Besides requesting suggestions (the suggest method) of parameters from the service, AI Platform Optimizer's API also lets users create trials (the create method) using their own parameters. AI Platform Optimizer will help bookkeep the experiments done by users and take the knowledge to generate new suggestions.

For example, if you run a model training job using your own model_type and learning_rate instead of the ones suggested by AI Platform Optimizer, you can create a trial for it as part of the study.

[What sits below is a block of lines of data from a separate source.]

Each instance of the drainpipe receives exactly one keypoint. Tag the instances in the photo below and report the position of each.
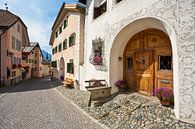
(1, 32)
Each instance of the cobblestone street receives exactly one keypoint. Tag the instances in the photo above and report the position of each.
(128, 111)
(34, 104)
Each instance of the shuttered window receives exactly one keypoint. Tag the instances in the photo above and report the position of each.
(72, 39)
(70, 68)
(65, 44)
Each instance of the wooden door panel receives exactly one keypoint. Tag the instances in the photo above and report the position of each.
(129, 71)
(144, 71)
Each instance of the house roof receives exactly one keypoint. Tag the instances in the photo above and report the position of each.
(8, 19)
(65, 8)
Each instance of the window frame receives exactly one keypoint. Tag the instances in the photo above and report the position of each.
(65, 44)
(159, 63)
(98, 11)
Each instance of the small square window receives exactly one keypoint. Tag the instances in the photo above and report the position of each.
(60, 29)
(18, 28)
(56, 34)
(65, 23)
(99, 9)
(129, 62)
(165, 62)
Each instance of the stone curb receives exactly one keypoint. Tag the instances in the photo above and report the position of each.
(84, 112)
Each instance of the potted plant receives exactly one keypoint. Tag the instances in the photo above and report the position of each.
(165, 96)
(14, 66)
(122, 85)
(19, 65)
(96, 60)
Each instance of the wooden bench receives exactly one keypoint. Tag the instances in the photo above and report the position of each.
(68, 82)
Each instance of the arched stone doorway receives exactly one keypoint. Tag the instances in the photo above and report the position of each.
(62, 69)
(147, 61)
(124, 33)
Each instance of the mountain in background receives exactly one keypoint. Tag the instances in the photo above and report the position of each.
(46, 56)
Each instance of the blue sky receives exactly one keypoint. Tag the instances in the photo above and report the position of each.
(38, 15)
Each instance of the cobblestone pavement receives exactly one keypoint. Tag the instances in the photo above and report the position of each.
(34, 104)
(128, 111)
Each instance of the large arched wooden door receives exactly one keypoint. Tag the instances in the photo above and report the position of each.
(148, 61)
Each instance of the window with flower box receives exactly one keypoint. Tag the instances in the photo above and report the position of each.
(100, 7)
(96, 57)
(65, 44)
(13, 42)
(60, 47)
(60, 29)
(70, 66)
(72, 39)
(65, 23)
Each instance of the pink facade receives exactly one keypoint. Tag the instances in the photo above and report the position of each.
(12, 41)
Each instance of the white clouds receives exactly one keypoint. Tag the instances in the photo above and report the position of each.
(38, 15)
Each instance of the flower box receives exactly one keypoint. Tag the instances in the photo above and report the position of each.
(165, 95)
(19, 66)
(14, 66)
(96, 60)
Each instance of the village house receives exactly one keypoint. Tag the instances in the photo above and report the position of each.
(13, 35)
(34, 63)
(28, 63)
(46, 64)
(67, 41)
(38, 58)
(150, 44)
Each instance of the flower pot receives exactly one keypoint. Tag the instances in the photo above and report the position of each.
(165, 103)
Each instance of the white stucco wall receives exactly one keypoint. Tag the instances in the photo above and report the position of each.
(120, 22)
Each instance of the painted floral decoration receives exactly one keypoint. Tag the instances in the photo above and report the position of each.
(96, 60)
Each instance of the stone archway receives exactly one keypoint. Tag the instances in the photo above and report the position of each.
(147, 61)
(123, 34)
(62, 69)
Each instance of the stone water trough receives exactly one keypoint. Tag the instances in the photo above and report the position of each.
(99, 91)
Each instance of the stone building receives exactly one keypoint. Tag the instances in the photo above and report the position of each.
(13, 35)
(149, 43)
(38, 58)
(67, 41)
(28, 63)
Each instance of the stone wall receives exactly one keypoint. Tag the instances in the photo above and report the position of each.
(177, 18)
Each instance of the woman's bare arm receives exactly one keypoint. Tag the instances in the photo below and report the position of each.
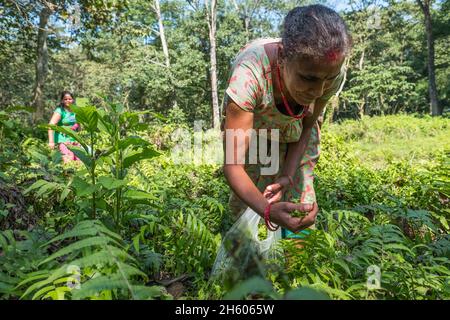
(56, 117)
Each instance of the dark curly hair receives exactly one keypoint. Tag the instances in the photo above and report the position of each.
(315, 31)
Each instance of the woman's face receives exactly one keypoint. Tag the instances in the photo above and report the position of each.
(67, 100)
(306, 79)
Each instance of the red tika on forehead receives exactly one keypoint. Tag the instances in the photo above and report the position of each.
(332, 55)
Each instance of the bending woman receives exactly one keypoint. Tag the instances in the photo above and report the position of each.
(284, 84)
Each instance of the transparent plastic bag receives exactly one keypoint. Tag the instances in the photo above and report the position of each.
(246, 229)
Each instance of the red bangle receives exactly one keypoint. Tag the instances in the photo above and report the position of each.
(269, 224)
(291, 181)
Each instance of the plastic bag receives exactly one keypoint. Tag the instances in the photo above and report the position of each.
(245, 229)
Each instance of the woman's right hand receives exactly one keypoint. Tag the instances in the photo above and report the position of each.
(280, 215)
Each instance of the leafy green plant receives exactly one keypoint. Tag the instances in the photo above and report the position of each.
(95, 266)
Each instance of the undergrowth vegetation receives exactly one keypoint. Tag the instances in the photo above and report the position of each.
(128, 223)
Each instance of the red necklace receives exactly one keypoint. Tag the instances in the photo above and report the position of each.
(286, 104)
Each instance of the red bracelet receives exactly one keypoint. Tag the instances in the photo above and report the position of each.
(269, 224)
(290, 181)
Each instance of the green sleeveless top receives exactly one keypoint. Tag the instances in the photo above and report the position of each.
(67, 120)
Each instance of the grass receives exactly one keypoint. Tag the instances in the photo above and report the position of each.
(376, 141)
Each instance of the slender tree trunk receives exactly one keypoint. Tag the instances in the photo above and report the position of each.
(162, 36)
(212, 16)
(335, 99)
(41, 65)
(432, 89)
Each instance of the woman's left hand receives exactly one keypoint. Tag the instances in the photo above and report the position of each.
(274, 192)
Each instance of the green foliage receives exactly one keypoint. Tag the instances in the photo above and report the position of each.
(94, 266)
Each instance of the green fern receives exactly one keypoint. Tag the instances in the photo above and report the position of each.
(105, 268)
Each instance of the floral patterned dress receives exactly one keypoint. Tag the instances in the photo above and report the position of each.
(250, 86)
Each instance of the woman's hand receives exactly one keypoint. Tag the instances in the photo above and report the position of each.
(274, 192)
(280, 215)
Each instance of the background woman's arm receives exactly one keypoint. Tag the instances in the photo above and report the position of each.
(56, 117)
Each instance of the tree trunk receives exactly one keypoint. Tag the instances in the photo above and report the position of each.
(162, 36)
(434, 105)
(212, 16)
(335, 99)
(41, 65)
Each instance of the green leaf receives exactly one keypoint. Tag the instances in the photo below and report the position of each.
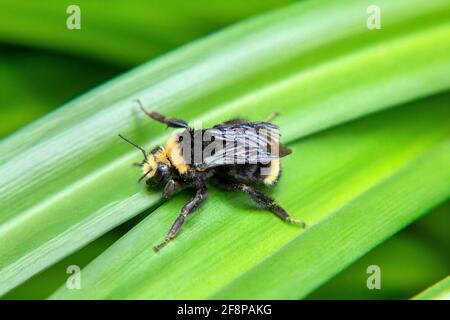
(315, 62)
(120, 32)
(354, 185)
(439, 291)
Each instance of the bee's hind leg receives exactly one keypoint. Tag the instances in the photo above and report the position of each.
(170, 122)
(262, 200)
(188, 208)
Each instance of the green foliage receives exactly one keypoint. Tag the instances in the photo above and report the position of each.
(67, 179)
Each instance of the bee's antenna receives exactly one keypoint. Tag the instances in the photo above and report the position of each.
(135, 145)
(141, 105)
(140, 179)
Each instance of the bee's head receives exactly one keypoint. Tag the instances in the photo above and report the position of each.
(155, 166)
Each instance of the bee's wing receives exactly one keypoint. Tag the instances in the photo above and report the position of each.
(248, 143)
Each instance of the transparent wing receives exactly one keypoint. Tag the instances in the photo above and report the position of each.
(247, 143)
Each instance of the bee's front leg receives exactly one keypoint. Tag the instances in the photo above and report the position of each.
(188, 208)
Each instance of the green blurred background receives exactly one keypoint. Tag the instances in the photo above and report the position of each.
(43, 65)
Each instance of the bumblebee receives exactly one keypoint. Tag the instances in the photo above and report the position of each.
(236, 155)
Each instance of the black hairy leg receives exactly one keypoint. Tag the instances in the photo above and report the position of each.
(188, 208)
(170, 122)
(262, 200)
(171, 187)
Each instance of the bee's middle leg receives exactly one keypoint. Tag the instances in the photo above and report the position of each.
(260, 199)
(188, 208)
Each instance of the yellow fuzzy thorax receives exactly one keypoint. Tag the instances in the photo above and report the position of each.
(150, 166)
(174, 154)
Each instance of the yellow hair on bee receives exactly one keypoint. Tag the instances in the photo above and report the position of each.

# User has to leave `trial.name` unset in CreateTrial request, the service will
# assign it.
custom_trial = {
  "clientId": "client1",
  "finalMeasurement": {
    "metrics": [
      {
        "metric": "accuracy",
        "value": 0.86
      }
    ],
    "stepCount": "1000"
  },
  "parameters": [
    {
      "parameter": "model_type",
      "stringValue": "LINEAR"
    },
    {
      "floatValue": 0.3869103706121445,
      "parameter": "learning_rate"
    }
  ],
  "state": "COMPLETED"
}

trial = ml.projects().locations().studies().trials().create(
    parent=trial_parent(STUDY_ID), body=custom_trial).execute()

print(json.dumps(trial, indent=2, sort_keys=True))

List the trials

List the results of each optimization trial training.

resp = ml.projects().locations().studies().trials().list(parent=trial_parent(STUDY_ID)).execute()
print(json.dumps(resp, indent=2, sort_keys=True))

Cleaning up

To clean up all Google Cloud resources used in this project, you can delete the Google Cloud project you used for the tutorial.